Anomalies for all variables except subsoil temperature moved across the graphs, from “droughts” in November to “flooding rains” in January. Subsoil temperature had been normal from February to December (11 months!), then became cooler than normal in January.
Most raw anomaly values for January were close to the fully-smoothed anomaly values of the La Niña-affected cool summer of 2012. This month’s daily temperature range was even narrower, and the subsoil temperature lower, but the daily minimum temperature was not so low.

Fully smoothed data (red)

The latest fully-smoothed data anomalies (July 2014) were near normal. (Dew point, like most recent values of that variable, was 3° lower than normal.)


Note:

Fully smoothed data – Gaussian smoothing with half-width 6 months – are plotted in red, partly smoothed data uncoloured, and raw data for the last data point in orange. January data points are marked by squares.
Blue diamonds and the dashed blue rectangle show the extreme values in the fully smoothed data record since September 1999.

Normal values are based on averages for the decade from March 1999.* They appear on these graphs as a turquoise (turquoise) circle at the origin (0,0). A range of anomalies called “normal” is shown by a dashed rectangle in aqua (aqua). For values in degrees, the assigned normal range is +/-0.7°; for cloudiness, +/-7%; for monthly rainfall, +/-14 mm.

 * Normal values for rainfall are based on averages for the 125 years beginning 1883.

3-year trends to December 2014

Parametric plots of smoothed climate variables at Manilla
“December 2014 rain again”

Trends to December 2014

December data (orange)

From November to December, the raw anomaly value for daily maximum temperature returned to normal from extremely high. Rainfall anomaly moved from very dry to rather wet. Most other anomalies came back to near zero, where they had been (as smoothed values) in June 2014, six months earlier.
Temperature range became low while daily minimum temperature remained high. (Which causes which?)

Fully smoothed data (red)

The latest fully-smoothed data (June 2014) mainly show a renewed movement towards drought.


Note:

Fully smoothed data – Gaussian smoothing with half-width 6 months – are plotted in red, partly smoothed data uncoloured, and raw data for the last data point in orange. January data points are marked by squares.
Blue diamonds and the dashed blue rectangle show the extreme values in the fully smoothed data record since September 1999.

Normal values are based on averages for the decade from March 1999.* They appear on these graphs as a turquoise (turquoise) circle at the origin (0,0). A range of anomalies called “normal” is shown by a dashed rectangle in aqua (aqua). For values in degrees, the assigned normal range is +/-0.7°; for cloudiness, +/-7%; for monthly rainfall, +/-14 mm.

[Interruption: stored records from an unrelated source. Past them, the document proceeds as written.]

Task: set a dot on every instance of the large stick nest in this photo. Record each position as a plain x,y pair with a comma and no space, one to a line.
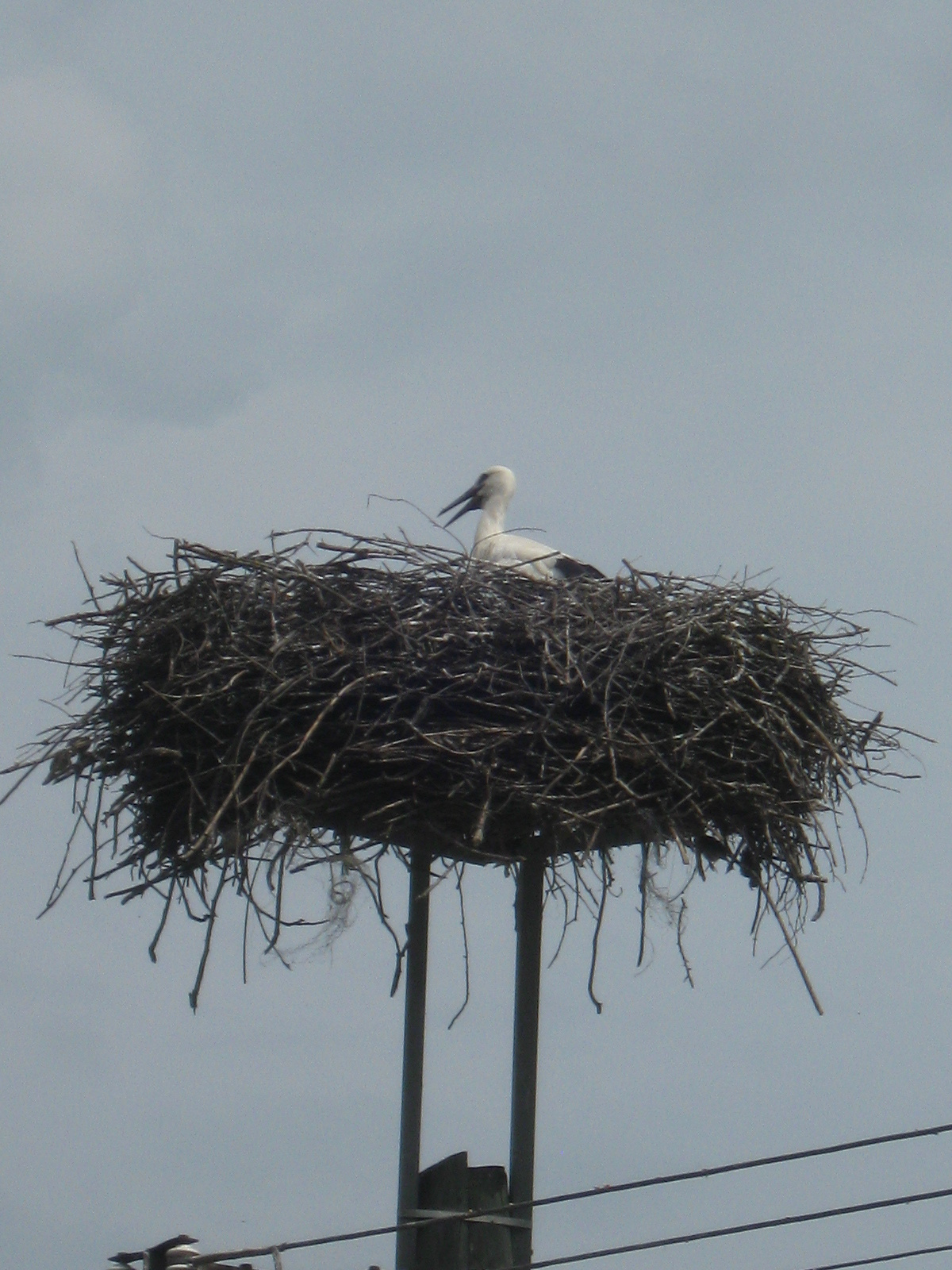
336,698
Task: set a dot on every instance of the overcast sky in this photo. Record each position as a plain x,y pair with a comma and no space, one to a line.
689,271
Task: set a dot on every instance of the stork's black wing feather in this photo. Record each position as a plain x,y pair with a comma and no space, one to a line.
570,569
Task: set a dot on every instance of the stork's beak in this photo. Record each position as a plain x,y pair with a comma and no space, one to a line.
470,503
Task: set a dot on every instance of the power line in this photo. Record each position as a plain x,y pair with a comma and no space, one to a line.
742,1229
884,1257
590,1193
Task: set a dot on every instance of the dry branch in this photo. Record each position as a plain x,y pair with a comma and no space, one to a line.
248,717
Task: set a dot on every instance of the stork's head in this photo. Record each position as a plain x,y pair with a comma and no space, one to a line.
497,484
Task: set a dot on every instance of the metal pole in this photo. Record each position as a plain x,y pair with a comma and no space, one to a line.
414,1028
522,1133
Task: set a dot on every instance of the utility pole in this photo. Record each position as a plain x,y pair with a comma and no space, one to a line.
414,1030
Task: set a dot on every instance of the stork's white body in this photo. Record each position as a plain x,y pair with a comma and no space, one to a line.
492,495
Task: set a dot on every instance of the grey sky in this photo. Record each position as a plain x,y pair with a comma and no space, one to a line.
689,271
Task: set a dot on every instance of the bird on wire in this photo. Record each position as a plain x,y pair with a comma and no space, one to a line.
490,495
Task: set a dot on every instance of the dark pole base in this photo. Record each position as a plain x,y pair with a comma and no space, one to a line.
528,960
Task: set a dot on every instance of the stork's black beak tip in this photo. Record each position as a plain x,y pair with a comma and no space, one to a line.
470,502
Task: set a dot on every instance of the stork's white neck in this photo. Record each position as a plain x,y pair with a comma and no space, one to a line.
493,518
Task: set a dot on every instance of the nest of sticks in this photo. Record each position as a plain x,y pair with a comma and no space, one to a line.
236,719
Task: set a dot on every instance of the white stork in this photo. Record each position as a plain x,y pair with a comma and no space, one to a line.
492,495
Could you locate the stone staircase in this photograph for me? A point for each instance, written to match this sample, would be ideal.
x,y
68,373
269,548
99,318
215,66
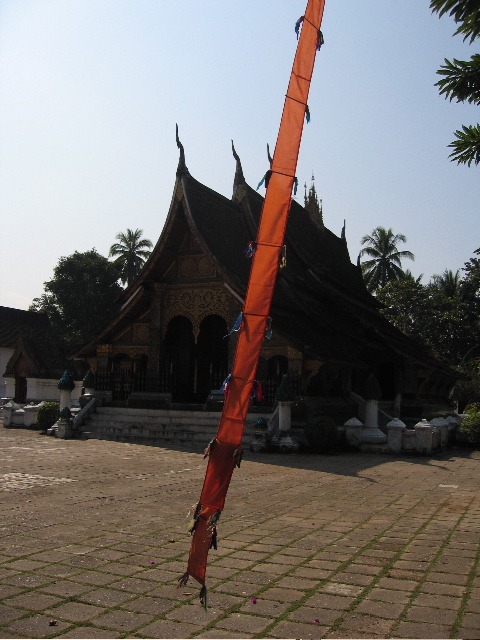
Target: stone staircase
x,y
192,429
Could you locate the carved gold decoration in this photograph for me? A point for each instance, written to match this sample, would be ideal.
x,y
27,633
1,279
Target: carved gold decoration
x,y
141,333
195,304
188,267
206,267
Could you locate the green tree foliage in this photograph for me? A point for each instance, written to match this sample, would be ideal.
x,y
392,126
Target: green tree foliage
x,y
442,314
80,297
132,251
445,324
472,281
460,78
386,260
448,283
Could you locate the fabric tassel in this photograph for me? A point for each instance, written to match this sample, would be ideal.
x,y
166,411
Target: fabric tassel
x,y
183,580
261,182
213,539
203,597
250,250
297,25
225,384
265,179
236,326
320,40
283,257
268,329
209,448
257,392
214,519
237,457
192,525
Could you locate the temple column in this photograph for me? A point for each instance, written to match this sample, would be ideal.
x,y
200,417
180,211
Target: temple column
x,y
155,332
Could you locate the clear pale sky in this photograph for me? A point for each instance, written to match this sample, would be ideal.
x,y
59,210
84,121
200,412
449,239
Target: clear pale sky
x,y
90,91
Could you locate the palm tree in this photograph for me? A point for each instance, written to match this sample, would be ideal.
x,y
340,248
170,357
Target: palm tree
x,y
449,283
131,252
386,262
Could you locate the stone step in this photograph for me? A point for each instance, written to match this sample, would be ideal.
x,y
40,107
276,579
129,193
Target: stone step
x,y
149,426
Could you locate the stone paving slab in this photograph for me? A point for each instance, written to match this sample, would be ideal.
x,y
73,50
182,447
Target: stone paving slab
x,y
93,539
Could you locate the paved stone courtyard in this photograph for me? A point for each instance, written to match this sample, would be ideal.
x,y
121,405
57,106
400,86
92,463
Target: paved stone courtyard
x,y
93,537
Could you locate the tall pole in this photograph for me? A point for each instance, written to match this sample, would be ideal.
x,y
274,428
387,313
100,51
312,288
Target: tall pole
x,y
225,450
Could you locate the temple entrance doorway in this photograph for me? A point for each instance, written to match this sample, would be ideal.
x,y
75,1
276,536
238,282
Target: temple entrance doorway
x,y
180,358
212,356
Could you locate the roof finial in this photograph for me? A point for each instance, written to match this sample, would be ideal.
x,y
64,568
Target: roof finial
x,y
182,167
239,178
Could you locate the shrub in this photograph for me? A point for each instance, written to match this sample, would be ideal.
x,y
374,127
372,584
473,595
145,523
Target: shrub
x,y
321,434
48,414
470,427
474,407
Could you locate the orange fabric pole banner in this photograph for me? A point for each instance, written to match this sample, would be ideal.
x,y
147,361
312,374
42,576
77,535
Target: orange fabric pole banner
x,y
224,451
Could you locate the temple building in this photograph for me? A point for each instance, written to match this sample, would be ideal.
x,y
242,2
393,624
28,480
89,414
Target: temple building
x,y
31,361
173,332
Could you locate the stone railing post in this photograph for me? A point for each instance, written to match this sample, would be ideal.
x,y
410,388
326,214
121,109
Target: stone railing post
x,y
353,432
7,414
66,385
371,434
423,439
395,430
30,415
284,415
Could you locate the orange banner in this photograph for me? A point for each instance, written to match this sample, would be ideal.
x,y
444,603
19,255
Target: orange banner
x,y
225,450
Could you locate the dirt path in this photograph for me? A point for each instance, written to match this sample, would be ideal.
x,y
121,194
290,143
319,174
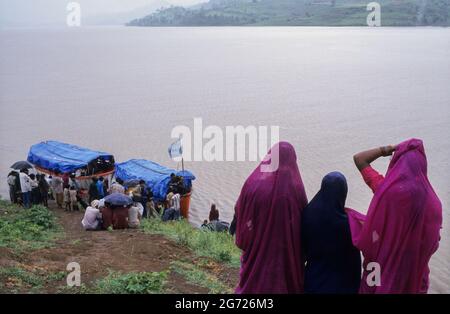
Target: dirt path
x,y
118,250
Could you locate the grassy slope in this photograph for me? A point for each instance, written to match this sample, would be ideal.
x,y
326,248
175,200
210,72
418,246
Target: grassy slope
x,y
302,12
24,231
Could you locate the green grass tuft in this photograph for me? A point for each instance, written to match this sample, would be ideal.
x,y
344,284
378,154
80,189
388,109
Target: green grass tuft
x,y
197,276
132,283
24,229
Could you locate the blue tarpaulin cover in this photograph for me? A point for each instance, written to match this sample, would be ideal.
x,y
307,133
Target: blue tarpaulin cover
x,y
61,157
156,177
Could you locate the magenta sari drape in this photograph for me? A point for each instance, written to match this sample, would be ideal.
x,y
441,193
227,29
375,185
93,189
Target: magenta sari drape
x,y
268,214
401,229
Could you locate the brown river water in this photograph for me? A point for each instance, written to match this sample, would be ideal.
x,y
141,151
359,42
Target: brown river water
x,y
332,91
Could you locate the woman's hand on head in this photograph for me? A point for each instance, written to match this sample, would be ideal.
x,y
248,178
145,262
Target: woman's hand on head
x,y
389,150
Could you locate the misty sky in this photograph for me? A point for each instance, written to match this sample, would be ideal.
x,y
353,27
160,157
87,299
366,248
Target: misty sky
x,y
35,13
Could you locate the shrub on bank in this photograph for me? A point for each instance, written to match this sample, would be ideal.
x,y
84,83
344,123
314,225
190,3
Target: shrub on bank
x,y
219,246
22,229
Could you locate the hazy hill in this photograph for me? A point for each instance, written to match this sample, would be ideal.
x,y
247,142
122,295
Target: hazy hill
x,y
300,12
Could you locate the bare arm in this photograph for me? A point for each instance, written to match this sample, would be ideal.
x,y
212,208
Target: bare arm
x,y
365,158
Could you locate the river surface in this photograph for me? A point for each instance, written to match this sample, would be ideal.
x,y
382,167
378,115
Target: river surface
x,y
332,92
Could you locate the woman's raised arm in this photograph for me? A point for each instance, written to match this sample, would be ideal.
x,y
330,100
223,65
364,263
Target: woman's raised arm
x,y
365,158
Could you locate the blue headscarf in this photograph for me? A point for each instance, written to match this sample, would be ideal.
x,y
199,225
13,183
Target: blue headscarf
x,y
333,264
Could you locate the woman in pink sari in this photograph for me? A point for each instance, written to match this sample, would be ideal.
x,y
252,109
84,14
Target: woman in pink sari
x,y
268,214
401,230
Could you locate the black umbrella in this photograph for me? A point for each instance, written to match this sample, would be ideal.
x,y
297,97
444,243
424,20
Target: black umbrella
x,y
20,165
118,199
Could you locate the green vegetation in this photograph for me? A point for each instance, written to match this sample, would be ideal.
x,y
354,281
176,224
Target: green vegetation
x,y
132,283
300,13
15,279
197,276
219,246
25,229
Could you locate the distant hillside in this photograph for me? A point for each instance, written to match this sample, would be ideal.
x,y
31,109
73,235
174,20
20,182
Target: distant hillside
x,y
300,13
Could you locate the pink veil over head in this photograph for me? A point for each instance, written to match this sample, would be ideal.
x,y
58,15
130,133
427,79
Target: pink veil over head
x,y
401,229
268,214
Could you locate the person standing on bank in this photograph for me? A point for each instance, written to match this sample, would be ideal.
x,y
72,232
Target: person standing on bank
x,y
25,187
401,230
333,264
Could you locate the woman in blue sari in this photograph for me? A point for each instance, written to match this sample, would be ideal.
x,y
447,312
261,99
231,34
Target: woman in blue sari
x,y
333,264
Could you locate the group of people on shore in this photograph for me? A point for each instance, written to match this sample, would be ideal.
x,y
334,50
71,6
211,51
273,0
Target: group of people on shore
x,y
34,189
292,246
101,215
28,189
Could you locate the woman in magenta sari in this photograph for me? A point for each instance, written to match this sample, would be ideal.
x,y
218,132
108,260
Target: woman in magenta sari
x,y
401,230
268,218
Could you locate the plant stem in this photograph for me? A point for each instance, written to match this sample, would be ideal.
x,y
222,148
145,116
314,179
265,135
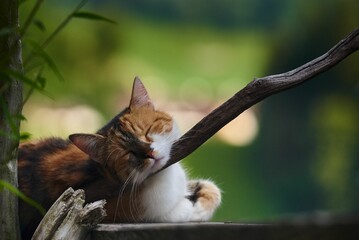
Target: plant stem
x,y
30,17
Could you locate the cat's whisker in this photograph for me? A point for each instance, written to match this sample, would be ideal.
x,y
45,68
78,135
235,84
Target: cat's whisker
x,y
133,202
121,193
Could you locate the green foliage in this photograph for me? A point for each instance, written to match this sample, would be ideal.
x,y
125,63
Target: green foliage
x,y
22,196
92,16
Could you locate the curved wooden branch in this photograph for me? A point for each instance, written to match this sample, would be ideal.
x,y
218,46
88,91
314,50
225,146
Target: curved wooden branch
x,y
256,91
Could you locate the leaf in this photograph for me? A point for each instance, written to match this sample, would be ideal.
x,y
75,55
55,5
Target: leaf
x,y
41,53
23,78
40,25
92,16
22,196
25,136
21,2
6,31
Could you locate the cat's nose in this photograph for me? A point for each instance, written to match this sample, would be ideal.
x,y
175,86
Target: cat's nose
x,y
151,153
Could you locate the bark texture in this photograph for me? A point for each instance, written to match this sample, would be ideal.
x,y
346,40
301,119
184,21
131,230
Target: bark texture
x,y
10,110
256,91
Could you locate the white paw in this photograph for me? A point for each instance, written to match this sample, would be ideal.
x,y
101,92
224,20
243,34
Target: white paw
x,y
206,198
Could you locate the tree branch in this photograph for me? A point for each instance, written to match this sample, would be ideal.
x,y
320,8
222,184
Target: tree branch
x,y
257,90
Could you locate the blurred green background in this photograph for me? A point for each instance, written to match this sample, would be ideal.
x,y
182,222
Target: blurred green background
x,y
295,152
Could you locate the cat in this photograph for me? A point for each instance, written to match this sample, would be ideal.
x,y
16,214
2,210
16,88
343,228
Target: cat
x,y
117,164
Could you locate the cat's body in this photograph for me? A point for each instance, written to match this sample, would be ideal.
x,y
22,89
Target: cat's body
x,y
115,164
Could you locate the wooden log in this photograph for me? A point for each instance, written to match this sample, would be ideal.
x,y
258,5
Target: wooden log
x,y
299,229
68,219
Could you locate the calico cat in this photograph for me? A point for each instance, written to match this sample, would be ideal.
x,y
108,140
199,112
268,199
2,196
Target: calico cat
x,y
115,164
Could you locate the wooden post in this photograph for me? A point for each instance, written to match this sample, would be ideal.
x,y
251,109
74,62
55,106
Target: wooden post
x,y
10,110
68,219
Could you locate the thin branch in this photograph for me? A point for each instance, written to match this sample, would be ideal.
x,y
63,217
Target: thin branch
x,y
30,17
257,90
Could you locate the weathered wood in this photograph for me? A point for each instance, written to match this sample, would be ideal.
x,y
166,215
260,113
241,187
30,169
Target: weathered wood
x,y
68,219
256,91
208,231
10,109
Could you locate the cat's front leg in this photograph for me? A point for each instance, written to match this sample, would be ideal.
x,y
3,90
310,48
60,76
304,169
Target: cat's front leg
x,y
205,197
202,199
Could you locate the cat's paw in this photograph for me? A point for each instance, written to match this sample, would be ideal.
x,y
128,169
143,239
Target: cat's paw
x,y
206,198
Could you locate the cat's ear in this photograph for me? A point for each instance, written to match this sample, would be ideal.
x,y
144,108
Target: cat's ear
x,y
91,144
139,97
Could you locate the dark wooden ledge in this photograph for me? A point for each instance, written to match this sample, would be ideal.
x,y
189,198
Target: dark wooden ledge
x,y
300,229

 * Normal values for rainfall are based on averages for the 125 years beginning 1883.

3-year trends to November 2014

Parametric plots of smoothed climate variables at Manilla
“November 2014 more droughty”

Trends to November 2014

November data (orange)

The raw anomaly value for daily maximum temperature became extremely high: +5.1°. (The record positive anomaly was +5.6°, set in November 2009.) There were also extreme “droughts” values for high daily minimum temperature, high daily temperature range and low monthly rainfall. Values for cloudy days, dew point and subsoil temperature were near normal.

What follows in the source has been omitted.